S-class submarine of the United States

USS S-7 (SS-112), also known as "Submarine No. 112", was an S-3-class, also referred to as a "Government"-type, submarine of the United States Navy.

==Design==
The "Government"-type had a length of 231 ft overall, a beam of 21 ft 10 in, and a mean draft of 13 ft 1 in. They displaced 875 LT on the surface and 1088 LT submerged. All S-class submarines had a crew of 4 officers and 34 enlisted men, when first commissioned. They had a diving depth of 200 ft.

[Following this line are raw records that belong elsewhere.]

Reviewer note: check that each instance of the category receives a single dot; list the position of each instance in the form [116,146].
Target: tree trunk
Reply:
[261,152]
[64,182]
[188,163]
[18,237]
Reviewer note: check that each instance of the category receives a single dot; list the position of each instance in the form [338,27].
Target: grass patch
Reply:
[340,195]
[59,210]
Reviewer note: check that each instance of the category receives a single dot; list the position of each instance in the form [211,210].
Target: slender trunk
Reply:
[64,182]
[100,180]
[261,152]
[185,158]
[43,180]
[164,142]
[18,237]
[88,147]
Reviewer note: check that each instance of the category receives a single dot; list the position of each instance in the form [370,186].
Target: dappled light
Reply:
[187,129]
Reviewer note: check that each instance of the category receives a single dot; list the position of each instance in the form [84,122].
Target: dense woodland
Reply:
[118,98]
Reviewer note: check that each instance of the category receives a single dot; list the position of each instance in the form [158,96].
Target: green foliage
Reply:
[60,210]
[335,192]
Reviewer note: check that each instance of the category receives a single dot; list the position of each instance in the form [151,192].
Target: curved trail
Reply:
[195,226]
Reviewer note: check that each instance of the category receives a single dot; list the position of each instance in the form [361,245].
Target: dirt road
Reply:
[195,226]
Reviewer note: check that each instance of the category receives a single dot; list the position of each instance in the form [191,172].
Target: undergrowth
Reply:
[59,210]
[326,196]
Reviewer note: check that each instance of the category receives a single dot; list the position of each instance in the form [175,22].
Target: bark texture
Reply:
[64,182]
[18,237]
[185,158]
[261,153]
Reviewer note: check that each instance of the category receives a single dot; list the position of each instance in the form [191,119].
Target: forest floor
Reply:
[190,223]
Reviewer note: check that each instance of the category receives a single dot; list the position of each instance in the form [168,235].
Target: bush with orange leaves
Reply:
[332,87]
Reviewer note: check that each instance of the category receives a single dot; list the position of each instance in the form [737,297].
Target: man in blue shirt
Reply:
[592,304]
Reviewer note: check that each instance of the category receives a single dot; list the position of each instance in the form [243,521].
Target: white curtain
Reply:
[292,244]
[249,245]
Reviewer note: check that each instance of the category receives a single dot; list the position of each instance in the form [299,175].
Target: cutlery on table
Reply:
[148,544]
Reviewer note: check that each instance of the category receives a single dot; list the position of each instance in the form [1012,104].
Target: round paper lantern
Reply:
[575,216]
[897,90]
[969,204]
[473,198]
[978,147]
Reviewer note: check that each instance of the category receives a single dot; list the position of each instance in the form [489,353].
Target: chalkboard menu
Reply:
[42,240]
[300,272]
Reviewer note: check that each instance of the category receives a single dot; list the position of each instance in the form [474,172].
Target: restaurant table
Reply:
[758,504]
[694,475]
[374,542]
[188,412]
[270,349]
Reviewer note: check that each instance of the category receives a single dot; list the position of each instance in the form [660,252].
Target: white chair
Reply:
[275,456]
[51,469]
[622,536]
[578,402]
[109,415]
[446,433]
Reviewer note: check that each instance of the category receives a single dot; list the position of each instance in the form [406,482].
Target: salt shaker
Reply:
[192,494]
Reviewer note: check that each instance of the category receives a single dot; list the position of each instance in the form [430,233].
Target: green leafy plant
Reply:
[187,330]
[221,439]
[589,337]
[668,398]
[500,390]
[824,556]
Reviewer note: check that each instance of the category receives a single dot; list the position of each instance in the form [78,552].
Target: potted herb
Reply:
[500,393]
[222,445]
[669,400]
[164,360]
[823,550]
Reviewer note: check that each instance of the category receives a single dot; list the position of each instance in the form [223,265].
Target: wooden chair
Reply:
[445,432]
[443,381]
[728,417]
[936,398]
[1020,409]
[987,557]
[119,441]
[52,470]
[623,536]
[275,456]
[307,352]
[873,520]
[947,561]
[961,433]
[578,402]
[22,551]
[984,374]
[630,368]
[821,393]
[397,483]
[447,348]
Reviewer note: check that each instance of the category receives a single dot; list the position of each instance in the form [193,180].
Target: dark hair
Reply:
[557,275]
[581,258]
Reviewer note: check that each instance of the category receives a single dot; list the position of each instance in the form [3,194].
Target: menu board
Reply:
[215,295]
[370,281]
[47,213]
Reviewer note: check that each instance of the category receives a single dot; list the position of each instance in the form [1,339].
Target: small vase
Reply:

For surface running, the S-3-class were powered by two 700 bhp NELSECO diesel engines, each driving one propeller shaft. When submerged each propeller was driven by a 600 hp Westinghouse Electric Corporation electric motor. They could reach 15 kn on the surface and 11 kn underwater.

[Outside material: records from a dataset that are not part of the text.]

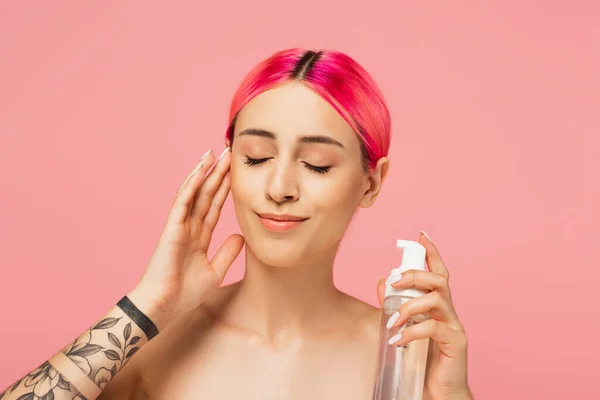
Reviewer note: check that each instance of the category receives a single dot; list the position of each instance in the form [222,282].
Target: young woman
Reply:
[306,147]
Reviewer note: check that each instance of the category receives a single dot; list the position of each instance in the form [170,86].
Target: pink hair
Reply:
[338,79]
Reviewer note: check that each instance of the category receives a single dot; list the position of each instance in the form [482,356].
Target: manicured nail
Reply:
[394,339]
[198,168]
[427,236]
[393,319]
[224,152]
[393,279]
[205,155]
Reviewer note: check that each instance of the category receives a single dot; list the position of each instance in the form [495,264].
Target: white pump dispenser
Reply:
[401,369]
[413,257]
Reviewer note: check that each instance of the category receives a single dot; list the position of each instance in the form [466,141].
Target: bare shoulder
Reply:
[182,336]
[365,316]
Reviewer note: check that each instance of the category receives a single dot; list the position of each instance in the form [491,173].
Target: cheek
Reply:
[338,196]
[244,185]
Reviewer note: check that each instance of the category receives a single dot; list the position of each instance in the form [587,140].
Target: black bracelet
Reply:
[138,317]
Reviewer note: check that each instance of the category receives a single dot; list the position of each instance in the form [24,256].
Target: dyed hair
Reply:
[338,79]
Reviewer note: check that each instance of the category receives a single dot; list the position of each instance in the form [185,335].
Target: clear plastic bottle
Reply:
[401,370]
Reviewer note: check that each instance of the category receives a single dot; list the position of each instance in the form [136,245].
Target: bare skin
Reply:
[284,331]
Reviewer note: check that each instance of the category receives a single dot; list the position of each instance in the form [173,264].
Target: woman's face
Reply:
[296,175]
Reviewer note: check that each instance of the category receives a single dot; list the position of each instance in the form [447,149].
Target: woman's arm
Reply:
[82,369]
[178,278]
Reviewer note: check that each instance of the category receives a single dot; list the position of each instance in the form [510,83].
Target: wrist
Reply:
[153,308]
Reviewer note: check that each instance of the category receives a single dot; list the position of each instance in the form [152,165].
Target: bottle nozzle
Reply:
[413,256]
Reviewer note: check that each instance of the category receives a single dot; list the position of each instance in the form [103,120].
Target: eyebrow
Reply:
[303,139]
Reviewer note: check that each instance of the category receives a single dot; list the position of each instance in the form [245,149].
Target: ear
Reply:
[376,177]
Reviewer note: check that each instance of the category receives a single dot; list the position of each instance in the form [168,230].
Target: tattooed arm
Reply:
[178,278]
[83,368]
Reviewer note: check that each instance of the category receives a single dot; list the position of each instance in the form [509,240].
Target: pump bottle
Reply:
[401,369]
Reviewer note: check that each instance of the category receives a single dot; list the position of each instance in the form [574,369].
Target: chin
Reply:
[280,253]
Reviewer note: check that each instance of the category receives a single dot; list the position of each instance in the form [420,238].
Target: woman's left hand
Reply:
[446,376]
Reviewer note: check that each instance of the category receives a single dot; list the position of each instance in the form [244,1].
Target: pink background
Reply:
[106,106]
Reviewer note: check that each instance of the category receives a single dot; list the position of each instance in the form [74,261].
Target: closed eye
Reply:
[255,161]
[314,168]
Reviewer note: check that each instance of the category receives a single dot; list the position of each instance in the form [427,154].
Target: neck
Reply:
[281,302]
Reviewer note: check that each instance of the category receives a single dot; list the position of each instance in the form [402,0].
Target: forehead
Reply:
[294,109]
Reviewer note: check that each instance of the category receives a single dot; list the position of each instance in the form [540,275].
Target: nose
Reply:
[282,185]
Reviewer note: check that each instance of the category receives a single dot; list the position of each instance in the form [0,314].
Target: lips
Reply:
[280,222]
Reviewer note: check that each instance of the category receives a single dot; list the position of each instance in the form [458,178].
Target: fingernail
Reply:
[394,339]
[393,279]
[427,236]
[224,152]
[393,319]
[205,155]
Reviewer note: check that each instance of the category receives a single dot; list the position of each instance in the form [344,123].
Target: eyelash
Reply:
[255,161]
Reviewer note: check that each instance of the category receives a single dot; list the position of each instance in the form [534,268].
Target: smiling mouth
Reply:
[280,223]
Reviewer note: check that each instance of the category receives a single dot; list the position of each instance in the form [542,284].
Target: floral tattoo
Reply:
[99,353]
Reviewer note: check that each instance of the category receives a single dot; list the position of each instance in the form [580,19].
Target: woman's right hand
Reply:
[179,276]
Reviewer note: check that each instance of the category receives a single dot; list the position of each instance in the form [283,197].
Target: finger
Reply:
[226,254]
[214,212]
[193,171]
[204,197]
[433,304]
[424,280]
[381,291]
[183,200]
[434,260]
[451,342]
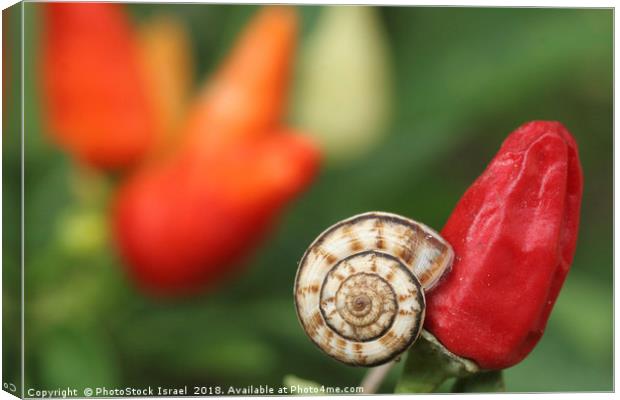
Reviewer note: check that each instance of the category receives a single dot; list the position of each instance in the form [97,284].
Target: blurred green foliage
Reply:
[464,78]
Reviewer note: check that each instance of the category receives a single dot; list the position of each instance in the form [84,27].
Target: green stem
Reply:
[481,382]
[429,364]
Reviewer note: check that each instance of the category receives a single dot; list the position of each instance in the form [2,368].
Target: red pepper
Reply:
[514,233]
[185,223]
[94,95]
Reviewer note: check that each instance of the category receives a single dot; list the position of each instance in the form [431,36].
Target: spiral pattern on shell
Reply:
[359,289]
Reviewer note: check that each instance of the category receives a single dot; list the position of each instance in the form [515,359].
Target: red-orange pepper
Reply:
[514,233]
[94,96]
[184,223]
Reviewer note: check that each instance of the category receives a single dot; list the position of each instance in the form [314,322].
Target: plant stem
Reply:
[481,382]
[375,376]
[429,364]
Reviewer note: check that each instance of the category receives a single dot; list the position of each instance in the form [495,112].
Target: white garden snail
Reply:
[359,289]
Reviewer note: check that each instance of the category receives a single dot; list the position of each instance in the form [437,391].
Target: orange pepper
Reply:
[94,97]
[185,222]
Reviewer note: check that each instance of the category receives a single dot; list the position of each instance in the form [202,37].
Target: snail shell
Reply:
[359,289]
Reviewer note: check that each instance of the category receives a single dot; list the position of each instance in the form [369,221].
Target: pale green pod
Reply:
[343,91]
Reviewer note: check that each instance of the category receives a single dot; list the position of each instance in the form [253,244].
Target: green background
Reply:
[464,78]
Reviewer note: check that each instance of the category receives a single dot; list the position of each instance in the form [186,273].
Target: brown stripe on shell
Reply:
[317,319]
[380,243]
[354,242]
[406,254]
[329,257]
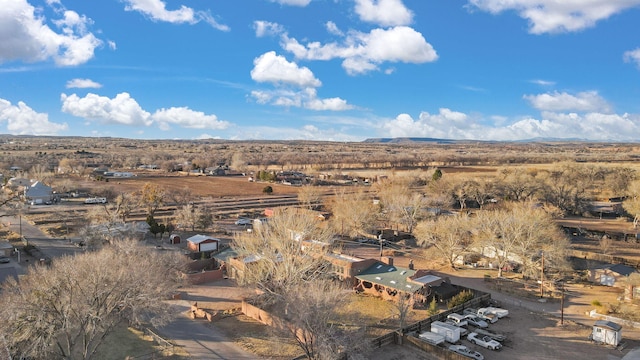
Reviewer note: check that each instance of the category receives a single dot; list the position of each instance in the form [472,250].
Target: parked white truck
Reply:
[450,332]
[500,313]
[432,338]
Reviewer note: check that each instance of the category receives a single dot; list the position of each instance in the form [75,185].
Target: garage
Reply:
[199,243]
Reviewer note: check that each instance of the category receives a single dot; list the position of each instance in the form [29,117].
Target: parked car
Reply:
[489,317]
[244,221]
[484,341]
[457,319]
[476,321]
[500,313]
[465,351]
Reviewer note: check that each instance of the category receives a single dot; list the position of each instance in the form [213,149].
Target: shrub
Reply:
[459,299]
[433,307]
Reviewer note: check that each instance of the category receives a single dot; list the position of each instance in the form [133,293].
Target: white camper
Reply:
[606,332]
[432,338]
[450,332]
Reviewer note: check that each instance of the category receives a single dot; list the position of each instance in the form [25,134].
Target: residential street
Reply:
[50,247]
[199,340]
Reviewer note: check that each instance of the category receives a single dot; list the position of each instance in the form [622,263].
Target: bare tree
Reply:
[450,236]
[124,206]
[65,311]
[632,203]
[354,214]
[41,173]
[401,204]
[188,216]
[517,184]
[181,197]
[283,260]
[294,279]
[522,234]
[151,198]
[310,196]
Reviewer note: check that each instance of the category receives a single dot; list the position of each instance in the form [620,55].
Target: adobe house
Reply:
[346,267]
[389,282]
[611,274]
[38,193]
[199,242]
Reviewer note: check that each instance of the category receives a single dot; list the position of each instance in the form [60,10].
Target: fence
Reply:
[594,314]
[604,258]
[425,325]
[439,352]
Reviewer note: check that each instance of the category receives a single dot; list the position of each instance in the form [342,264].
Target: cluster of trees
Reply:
[66,311]
[296,285]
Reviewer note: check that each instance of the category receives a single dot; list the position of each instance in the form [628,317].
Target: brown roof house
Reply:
[390,282]
[611,274]
[202,243]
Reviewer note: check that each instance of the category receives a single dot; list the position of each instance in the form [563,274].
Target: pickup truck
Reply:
[484,341]
[492,318]
[500,313]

The boats were armed with four 21 in torpedo tubes in the bow. They carried eight reloads, for a total of twelve torpedoes. The S-3-class submarines were also armed with a single 4 in/50 caliber deck gun.

==Construction==
S-7s keel was laid down on 29 January 1918, by the Portsmouth Naval Shipyard, in Kittery, Maine. She was launched on 5 February 1920, sponsored by Mrs. Margaret Wyman, and commissioned on 1 July 1920.

==Service history==
When the US Navy adopted its hull classification system on 17 July 1920, she received the hull number SS-111.

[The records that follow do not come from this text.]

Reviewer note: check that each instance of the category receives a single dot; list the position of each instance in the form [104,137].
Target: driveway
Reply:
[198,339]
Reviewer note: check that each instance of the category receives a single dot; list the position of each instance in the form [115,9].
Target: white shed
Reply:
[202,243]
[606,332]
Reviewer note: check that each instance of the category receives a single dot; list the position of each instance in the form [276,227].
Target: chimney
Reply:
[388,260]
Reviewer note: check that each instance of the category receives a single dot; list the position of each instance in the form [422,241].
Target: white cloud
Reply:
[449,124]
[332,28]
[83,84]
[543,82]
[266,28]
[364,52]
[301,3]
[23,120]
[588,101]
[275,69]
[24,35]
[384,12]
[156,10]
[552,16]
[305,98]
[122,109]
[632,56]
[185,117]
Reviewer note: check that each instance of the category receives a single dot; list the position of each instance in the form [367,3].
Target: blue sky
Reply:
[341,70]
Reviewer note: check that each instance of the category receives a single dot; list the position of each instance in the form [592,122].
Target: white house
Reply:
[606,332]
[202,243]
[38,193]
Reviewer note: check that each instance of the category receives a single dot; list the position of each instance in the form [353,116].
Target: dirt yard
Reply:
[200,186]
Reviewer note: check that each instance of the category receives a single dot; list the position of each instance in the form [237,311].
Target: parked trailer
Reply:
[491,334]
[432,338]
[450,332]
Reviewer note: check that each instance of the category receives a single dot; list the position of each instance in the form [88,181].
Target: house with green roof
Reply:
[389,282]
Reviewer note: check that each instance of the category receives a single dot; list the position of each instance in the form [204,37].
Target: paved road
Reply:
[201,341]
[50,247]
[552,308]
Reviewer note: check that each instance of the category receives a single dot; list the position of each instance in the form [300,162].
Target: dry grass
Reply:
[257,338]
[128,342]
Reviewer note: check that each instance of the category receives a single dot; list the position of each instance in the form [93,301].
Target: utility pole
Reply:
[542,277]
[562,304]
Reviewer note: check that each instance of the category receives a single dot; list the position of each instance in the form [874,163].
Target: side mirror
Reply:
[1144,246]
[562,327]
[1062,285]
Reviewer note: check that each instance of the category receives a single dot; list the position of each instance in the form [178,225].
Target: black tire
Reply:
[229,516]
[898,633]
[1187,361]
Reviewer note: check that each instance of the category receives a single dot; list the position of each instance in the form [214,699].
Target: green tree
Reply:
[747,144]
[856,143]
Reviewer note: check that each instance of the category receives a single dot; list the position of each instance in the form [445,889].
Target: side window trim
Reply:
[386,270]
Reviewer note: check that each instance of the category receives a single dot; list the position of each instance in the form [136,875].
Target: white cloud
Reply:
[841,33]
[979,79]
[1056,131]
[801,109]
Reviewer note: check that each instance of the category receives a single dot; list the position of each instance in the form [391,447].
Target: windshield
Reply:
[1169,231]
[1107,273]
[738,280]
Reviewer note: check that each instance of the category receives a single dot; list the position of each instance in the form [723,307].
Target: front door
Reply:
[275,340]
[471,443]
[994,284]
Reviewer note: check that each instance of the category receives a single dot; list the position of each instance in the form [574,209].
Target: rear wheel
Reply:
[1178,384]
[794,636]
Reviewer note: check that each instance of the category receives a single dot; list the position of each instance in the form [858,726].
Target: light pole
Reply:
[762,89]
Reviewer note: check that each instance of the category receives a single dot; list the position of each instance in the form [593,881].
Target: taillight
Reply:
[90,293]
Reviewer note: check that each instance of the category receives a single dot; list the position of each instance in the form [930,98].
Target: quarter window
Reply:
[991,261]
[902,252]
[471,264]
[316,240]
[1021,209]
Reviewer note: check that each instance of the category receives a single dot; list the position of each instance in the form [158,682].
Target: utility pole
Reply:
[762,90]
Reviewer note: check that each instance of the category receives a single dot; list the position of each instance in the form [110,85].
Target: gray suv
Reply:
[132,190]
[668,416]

S-7 sailed from New London, Connecticut, on 18 November 1920, to rendezvous with S-boats of Submarine Division 18 (SubDiv 18), and her own division, SubDiv 12, off Portsmouth, New Hampshire. They proceeded via the Panama Canal to Hawaii, arriving at Pearl Harbor, on 15 April 1921. Departing Pearl Harbor, on 3 November, they reached Cavite, Luzon, Philippine Islands, on 1 December. This was the longest cruise on record, at that time, for American submarines.

S-7 remained in the Philippines, over the next three years, except for annual spring visits to Shanghai, Yantai, Qinhuangdao, Amoy, Qingdao, and Wusong, Chinese. She finally departed Cavite, on 29 October 1924, for the Mare Island Navy Yard, California, arriving there on 30 December.

S-7 remained at Mare Island, through 1925, and operated along the West Coast in 1926, mainly at San Francisco, San Pedro Submarine Base-San Pedro, and San Diego, California. Sailing from San Francisco, on 17 February 1927, she operated in the Panama Canal area from March–April, arrived at New London on 3 May, and spent the rest of the year operating along the New England coast. S-7 served in the Panama Canal area from February–April 1928, from January–April 1929, and from January–March 1930, with the remainder of those years in the northeast.

==Fate==
Departing New London on 22 October, S-7 was decommissioned at the Philadelphia Navy Yard, on 3 April 1931, and was struck from the Naval Vessel Register on 25 January 1937.